Throwing her fist into the air still clutching the flag she had just grabbed from the belt of her opponent, Megan Simpson yelped with elation and ran to the sidelines with her teammates.
The 4-foot, 6-inch eighth-grader weighs in at 65 pounds but for a while on Friday, she was a football star.
Her team, the Verity Ventures, was fighting it out on the hallowed field of Putnam Stadium with another squad of Verity girls, the Dream Team, in what is fast becoming a yearly tradition of powderpuff football.
The girls took the field early on a sun-lit afternoon to the cheers of the assembled student body, the Dream Team in hot pink T-shirts and the Ventures clad in fluorescent green.
Also cheering them on were two squads of elite cheerleaders, boys selected by the girls on the teams.
The boys embraced their roles, shaking pompons and wearing tutus in their teams’ colors.
“It’s the second year we’ve done this and they love it,” said physical education teacher Amy Prichard. “For these girls to play in Putnam Stadium, they’re rock stars.”
The girls in Prichard’s class have been practicing for more than a month, and for most of them it meant starting from absolute scratch, learning the rules of a game most of them had never played before. “They go to ball games but for most of them the games are about socialization. I want them to understand the sport,” Prichard said.

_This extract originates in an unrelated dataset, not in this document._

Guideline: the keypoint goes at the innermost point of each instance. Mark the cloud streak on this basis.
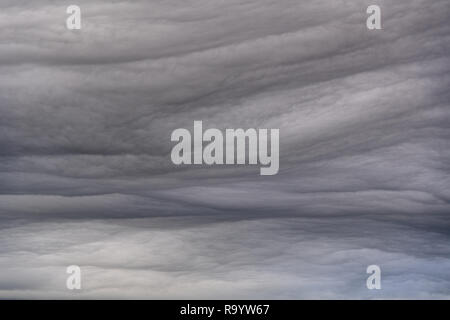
(85, 170)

With the assistance of some boys on the eighth-grade team, she drilled them in basic plays. “It was very confusing at first because there are so many positions and plays. It’s a lot to keep in your memory,” Megan said.

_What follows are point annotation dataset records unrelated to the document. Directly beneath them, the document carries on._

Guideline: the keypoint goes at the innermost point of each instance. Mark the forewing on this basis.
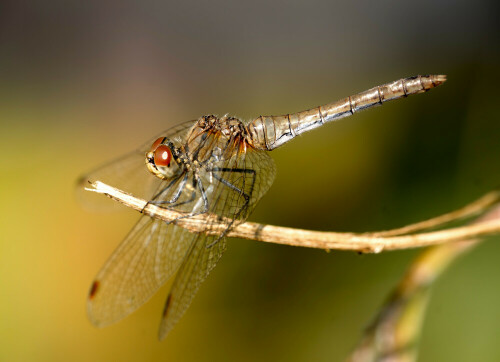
(144, 261)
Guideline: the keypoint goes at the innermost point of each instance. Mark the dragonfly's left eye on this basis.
(162, 155)
(157, 143)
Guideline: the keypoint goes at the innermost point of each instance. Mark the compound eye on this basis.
(162, 155)
(157, 143)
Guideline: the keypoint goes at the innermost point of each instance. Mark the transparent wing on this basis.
(233, 188)
(194, 270)
(144, 261)
(127, 173)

“Most of them are girly girls and didn’t have a clue,” said her teammate Miranda Moore, who knows a bit about the game from her brother.
The cheerleaders took it as an honor to be chosen, said T.J. Love, who wore a matching pink headband with his tutu. “It makes me feel special that they’d want me.”

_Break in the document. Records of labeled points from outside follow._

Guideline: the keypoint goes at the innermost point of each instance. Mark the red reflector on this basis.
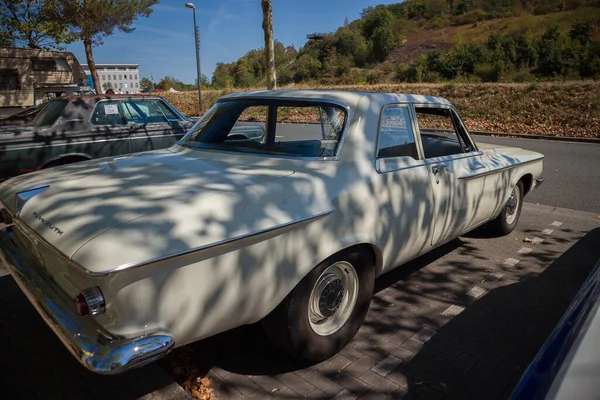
(81, 305)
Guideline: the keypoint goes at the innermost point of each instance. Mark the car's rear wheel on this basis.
(325, 310)
(506, 222)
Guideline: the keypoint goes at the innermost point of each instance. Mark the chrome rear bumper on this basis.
(95, 348)
(538, 182)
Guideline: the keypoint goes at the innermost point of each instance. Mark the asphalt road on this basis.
(572, 172)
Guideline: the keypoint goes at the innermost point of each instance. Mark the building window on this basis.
(9, 79)
(43, 64)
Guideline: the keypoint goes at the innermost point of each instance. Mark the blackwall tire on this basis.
(506, 222)
(314, 322)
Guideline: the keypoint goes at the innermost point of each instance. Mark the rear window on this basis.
(50, 113)
(271, 127)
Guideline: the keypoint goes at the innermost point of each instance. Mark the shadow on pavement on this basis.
(480, 353)
(483, 351)
(34, 364)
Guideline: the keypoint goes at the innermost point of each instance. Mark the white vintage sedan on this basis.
(280, 206)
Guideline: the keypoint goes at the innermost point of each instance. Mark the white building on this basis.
(123, 78)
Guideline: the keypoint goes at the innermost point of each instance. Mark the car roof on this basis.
(107, 96)
(345, 97)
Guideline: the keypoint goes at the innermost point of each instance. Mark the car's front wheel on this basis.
(325, 310)
(506, 222)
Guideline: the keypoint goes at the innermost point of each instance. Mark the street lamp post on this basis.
(197, 37)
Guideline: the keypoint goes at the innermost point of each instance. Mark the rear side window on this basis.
(310, 131)
(439, 134)
(50, 113)
(288, 128)
(107, 113)
(396, 136)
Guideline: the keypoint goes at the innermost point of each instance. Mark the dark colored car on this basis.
(566, 367)
(78, 128)
(22, 117)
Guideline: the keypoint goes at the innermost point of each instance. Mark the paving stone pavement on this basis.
(462, 322)
(34, 364)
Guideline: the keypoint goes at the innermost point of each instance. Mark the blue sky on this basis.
(164, 42)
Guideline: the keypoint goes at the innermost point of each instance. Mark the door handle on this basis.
(438, 168)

It’s all about school spirit, not just for the players and cheerleaders but the rest of the kids. “Especially the seventh-graders. They’ll see how much fun we have and they’ll want to do it,” he said.
The girls said they are hooked on football now, and if they had their way would play it as a regular sport. “It would be cool to have regular teams. It would be good for girls who aren’t in other sports and since it’s flags, it’s not so aggressive,” Megan said.
While adding girls’ football to the regular sports curriculum may not happen, the girls at least are learning that it’s not just for boys, according to Prichard. They will learn to be strong young women and reach beyond stereotyped roles.
“They’re giving 110 percent,” she said at halftime. “I’m proud of them. I want them to appreciate physical fitness.”